The Telling
- First Edition Hardback Cover
- Author: Ursula K. Le Guin
- Illustrator: Victor Stabin
- Language: English
- Genre: Science fiction
- Published: 2000 (Harcourt)
- Publication place: United States
- Media type: Print (hardback & paperback)
- Pages: 264
- Awards: Locus Award for Best Science Fiction Novel (2001)
- ISBN: 0-15-100567-2
- OCLC: 43662164
- Dewey Decimal: 813/.54 21
- LC Class: PS3562.E42 T45 2000
- Preceded by: Four Ways to Forgiveness

= The Telling =

2000 novel by Ursula K. Le Guin

The Telling is a 2000 science fiction novel by Ursula K. Le Guin set in her fictional universe of Hainish Cycle. The Telling is Le Guin's first full follow-up novel set in the Hainish Cycle since her novel The Dispossessed (1995's Four Ways to Forgiveness comprising four short novellas). It tells the story of Sutty, a Terran sent to be an Ekumen observer, on the planet Aka, and her experiences of political and religious conflicts between a corporatist government and the indigenous resistance, which is centered on the traditions of storytelling, locally referred to as "the Telling" (for which the book is named).

==Plot summary==
Sutty is a woman who travels from Earth to the planet Aka to provide observations as an outside observer. On Aka, all traditional customs and beliefs have been outlawed by the state. Sutty experiences and tells of the conflicts there between the repressive state capitalist government, and the native people who resist.

==Historical parallels==

Le Guin constructed the recent historical situation of Aka as a parallel to the history of China during the Great Leap Forward and Cultural Revolution. The practice of the Telling is analogous to Taoist and Hindu practices and philosophy, and its suppression to the suppression of religious practices by the Chinese government at the time.

==Publication history==
The Telling was published in 2000 as part of the Signed First Editions of Science Fiction series by Easton Press, who describe themselves as releasing 'works of lasting meaning, beauty and importance.'

==Reception and critical analysis==
It has been noted that The Telling is just as much a story about religion and politics as it is a story about storytelling. It has also been noted as having a standard Le Guin writing approach because it has a clear outside observer/narrator and a setting that includes strongly contrasting civilizations.
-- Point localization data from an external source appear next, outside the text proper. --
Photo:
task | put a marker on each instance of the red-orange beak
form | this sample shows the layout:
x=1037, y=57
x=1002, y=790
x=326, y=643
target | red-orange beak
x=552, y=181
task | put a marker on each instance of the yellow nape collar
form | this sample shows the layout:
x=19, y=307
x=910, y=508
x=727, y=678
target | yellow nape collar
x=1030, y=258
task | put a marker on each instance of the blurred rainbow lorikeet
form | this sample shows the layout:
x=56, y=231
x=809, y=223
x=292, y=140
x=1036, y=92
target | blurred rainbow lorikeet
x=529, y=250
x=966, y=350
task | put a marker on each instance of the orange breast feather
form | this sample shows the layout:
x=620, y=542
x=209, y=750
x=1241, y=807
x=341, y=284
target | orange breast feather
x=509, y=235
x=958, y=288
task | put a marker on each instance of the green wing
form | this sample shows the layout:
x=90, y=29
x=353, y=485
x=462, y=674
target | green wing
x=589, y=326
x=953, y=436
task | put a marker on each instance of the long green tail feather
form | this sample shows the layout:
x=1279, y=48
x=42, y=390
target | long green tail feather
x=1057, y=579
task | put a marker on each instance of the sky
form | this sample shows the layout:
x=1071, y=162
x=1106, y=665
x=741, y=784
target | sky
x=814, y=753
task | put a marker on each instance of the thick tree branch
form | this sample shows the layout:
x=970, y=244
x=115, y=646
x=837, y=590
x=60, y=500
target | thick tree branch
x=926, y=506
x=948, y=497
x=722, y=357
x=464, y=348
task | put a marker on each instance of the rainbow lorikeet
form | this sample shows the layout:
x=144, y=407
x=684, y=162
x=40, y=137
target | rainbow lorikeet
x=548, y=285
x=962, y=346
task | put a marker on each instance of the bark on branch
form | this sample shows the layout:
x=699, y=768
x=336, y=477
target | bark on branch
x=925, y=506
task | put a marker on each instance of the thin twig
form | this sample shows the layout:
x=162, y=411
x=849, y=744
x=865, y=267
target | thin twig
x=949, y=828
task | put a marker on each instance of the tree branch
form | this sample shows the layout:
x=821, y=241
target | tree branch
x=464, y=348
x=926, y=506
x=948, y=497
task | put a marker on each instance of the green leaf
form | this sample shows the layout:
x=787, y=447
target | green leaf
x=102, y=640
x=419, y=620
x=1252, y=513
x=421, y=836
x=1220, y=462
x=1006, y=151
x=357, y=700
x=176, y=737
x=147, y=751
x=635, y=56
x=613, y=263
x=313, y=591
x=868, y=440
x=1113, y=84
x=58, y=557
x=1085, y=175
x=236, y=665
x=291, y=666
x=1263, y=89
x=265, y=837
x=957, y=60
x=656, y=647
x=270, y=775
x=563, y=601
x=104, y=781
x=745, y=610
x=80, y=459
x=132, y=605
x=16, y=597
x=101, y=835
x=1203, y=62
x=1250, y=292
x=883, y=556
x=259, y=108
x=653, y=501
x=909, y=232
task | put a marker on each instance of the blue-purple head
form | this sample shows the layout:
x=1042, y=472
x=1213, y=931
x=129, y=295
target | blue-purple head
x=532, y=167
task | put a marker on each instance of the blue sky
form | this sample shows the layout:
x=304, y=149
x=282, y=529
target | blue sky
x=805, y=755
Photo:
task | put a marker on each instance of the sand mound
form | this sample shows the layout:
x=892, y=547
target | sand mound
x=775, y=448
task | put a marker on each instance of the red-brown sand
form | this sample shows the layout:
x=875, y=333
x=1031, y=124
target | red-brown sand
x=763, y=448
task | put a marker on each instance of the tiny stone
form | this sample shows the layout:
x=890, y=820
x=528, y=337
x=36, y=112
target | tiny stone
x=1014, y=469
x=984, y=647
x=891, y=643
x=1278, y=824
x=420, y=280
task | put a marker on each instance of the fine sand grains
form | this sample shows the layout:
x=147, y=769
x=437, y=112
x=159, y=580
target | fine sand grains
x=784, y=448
Gerald Jonas, reviewing The Telling for The New York Times, found it to be "an anthropological puzzle story" but because the main character Sutty has little personal stake on Aka she comes across as "little more than a mouthpiece for the author's personal vision of the good society."

==Awards==
The Telling won the Endeavour Award which recognizes distinguished novels or collections in 2001. It also won the Locus Award for Best Science Fiction Novel in 2001.

==Translations==
The Telling was translated into Hebrew as ההגדה(The Haggadah) by Ornit Shachar (אורנית שחר), into German as Die Überlieferung (collected in the volume Grenzwelten) by Karen Nölle, and into Turkish as Anlatış by Kemal Baran Özbek. In Italy is translated as La salvezza di Aka (Aka's Salvation).